Global Change – A Long View
We who teach the introductory-level environmental science courses often single out humans, as a species, for changing the global physical and biological environment. The changes are so great, we say, that a group of geoscientists has been pushing to call our current epoch of geologic time the Anthropocene.
Perhaps we give ourselves too much credit: we are not the first or only living things to affect the global environment. Consider the lowly (?) cyanobacteria. About two billion years ago, these photosynthetic organisms became populous enough to change Earth’s oxygen cycle. Around the same time as a population explosion of cyanobacteria (as seen in the fossil record), oxidized iron minerals start to show up in sediments. This probably means that the amount of molecular oxygen (O2) in the atmosphere increased by a factor of 10-100 over previous levels. You could think of this as “pollution” on a massive scale. (Other examples of biologically-driven changes to Earth’s physical and chemical environment exist; non-human living things still exert a large influence on Earth’s environment in ways you may not expect and in places you don’t expect to see it.)

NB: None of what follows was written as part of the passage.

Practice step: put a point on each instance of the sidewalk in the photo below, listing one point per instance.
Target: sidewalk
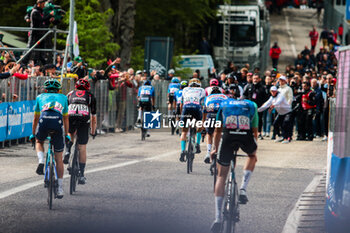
(308, 214)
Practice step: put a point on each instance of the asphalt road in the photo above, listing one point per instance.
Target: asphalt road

We should be careful when discussing the human impact on the physical environment. Rather than being a means of judging how “good” or “bad” we are to the planet, a footprint analysis can be a way to engage students with broader themes within the sciences. Maybe, when we discuss the human footprint in our classes, we should qualify our statements: humans have affected Earth’s environmental systems at a scale disproportionate to our biomass. Or maybe we should couch it in terms of Earth’s history (my preference). After all, the other major biologically-driven change to Earth’s physical environemt – the rise of oxygen in the atmosphere – was one of the most significant events in the history of our planet.